Nel mirino anche il trenino turistico che attraversa (“senza autorizzazione da quanto ci risulta”) i vicoli nei mesi estivi e i taxi “che sfrecciano a velocità sostenuta (in una zona dove il limite è di 30 km orari) per portare i clienti nei ristoranti borghigiani”. Le piazzette del borgo, destinate storicamente alla vita di relazione dei suoi abitanti, “sono ora luoghi progressivamente invasi da selve di tavolate ad uso ancora una volta di innocenti commensali e di talvolta arroganti ristoratori e dispensatori di alcolici”. Mentre le auto “possono sostare tranquillamente davanti ai diversi ristoranti, quasi sempre invadendo la carreggiata di marcia”, chi risiede “deve vegliare nottetempo sul proprio disco orario”. Critiche pure alla “sedicente pista ciclabile realizzata frettolosamente e senza alcun coinvolgimento degli/delle abitanti del Borgo” e a quello che definiscono “obbrobrio urbanistico”, ovvero la casa di cura Villa Maria. “Le istituzioni fingono di non accorgersi del danno di immagine ed economico (deprezzamento delle abitazioni antistanti la clinica e incuria degli spazi interni/esterni della medesima) prodotto da una presenza non schermata e illusoriamente divisa da una sottile rete attraverso la quale il borghigiano partecipa, non volente, alla vita quotidiana di un ospedale vero e proprio, tra camere mortuarie con vista, contenitori di rifiuti speciali ed indifferenziati, ed ambulanze.
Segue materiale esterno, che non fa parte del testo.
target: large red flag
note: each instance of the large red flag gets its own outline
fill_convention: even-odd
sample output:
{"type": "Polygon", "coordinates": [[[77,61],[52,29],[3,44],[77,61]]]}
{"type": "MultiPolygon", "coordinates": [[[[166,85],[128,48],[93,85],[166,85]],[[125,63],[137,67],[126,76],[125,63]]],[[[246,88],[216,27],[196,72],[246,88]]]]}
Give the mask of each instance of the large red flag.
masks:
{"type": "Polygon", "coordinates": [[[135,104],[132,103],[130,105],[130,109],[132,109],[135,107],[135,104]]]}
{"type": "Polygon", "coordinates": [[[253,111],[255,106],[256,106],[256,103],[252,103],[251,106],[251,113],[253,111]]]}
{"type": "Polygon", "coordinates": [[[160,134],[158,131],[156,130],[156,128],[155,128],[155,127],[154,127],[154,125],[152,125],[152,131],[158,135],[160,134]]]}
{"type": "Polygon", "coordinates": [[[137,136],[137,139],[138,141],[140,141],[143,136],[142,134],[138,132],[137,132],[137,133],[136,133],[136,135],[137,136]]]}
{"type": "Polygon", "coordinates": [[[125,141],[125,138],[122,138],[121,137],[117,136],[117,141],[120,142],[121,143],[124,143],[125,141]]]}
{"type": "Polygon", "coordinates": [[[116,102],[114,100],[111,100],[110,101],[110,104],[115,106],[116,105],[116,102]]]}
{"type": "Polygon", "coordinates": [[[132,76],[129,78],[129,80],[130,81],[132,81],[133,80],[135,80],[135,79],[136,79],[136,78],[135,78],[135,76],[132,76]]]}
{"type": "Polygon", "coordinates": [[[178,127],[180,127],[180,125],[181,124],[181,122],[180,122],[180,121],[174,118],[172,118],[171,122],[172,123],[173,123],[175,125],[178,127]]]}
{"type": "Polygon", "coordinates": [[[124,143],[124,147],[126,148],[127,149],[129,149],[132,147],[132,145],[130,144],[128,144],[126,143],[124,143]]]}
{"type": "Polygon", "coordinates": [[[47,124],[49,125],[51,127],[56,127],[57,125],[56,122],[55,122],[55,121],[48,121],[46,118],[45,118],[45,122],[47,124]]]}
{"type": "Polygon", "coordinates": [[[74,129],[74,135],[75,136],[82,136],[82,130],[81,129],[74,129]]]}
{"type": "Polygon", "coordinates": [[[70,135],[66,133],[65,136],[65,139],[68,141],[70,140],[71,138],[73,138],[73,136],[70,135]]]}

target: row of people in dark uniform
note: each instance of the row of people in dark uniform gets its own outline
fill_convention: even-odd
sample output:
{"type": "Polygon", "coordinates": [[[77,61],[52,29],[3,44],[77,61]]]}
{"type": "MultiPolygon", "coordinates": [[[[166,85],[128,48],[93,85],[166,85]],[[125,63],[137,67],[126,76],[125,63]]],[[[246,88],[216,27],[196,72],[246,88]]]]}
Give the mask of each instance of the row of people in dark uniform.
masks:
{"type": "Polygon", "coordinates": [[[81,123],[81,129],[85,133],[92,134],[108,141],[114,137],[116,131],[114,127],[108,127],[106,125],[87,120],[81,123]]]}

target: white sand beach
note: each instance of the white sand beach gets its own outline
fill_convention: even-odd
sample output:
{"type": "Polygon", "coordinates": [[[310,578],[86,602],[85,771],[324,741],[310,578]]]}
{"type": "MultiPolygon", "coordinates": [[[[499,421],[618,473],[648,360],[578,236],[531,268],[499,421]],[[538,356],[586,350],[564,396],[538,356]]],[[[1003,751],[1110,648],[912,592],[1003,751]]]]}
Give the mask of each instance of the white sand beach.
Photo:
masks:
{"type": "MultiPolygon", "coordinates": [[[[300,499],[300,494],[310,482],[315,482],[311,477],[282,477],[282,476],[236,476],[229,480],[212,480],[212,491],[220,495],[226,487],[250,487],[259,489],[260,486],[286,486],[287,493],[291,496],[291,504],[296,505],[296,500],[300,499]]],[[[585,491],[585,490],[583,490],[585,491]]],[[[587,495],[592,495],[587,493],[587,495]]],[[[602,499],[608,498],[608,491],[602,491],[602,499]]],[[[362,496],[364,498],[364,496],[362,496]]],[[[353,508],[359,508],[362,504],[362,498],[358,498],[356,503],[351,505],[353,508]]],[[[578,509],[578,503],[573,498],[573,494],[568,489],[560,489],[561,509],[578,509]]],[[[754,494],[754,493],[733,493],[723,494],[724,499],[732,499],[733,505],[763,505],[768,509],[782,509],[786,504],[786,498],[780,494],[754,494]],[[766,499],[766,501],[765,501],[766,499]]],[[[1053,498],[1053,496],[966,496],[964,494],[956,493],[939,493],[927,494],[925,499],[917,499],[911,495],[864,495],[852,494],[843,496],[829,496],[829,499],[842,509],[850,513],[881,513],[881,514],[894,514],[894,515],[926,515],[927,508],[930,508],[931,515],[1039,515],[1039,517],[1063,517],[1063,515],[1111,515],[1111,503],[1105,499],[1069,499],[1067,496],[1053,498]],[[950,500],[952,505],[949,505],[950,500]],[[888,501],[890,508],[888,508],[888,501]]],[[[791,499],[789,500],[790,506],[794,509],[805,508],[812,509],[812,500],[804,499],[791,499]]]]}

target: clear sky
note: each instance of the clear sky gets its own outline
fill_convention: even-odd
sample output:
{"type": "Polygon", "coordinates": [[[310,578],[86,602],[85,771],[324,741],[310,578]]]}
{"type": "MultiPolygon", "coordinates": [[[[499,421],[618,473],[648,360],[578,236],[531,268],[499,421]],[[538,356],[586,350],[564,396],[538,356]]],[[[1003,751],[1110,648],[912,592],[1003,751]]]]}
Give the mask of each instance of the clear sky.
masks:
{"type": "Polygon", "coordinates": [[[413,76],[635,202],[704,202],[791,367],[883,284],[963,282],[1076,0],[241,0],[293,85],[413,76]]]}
Se, al suo sorgere, l’edificio fu autorevolmente definito «un gesto di maleducazione incredibile», fatichiamo dopo il suo recente ampliamento a trovare un’espressione adeguata”.
Le città, fanno sapere all’amministrazione comunale, “non sono costituite solo di strade, supermarket, automobili, interessi economici, finanziari e speculativi, bensì vi sono cittadini e cittadine, legami sociali e relazioni che vanno preservate e valorizzate.
In assenza di rappresentanze responsabili dei problemi borghigiani riteniamo di dover condividere pubblicamente con chi interessato queste sofferte considerazioni, in attesa che le istituzioni abbiamo il buon senso, la sensibilità sociale e l’intelligenza culturale di affrontare in un dialogo serio le questioni che abbiamo qui sommariamente narrato”.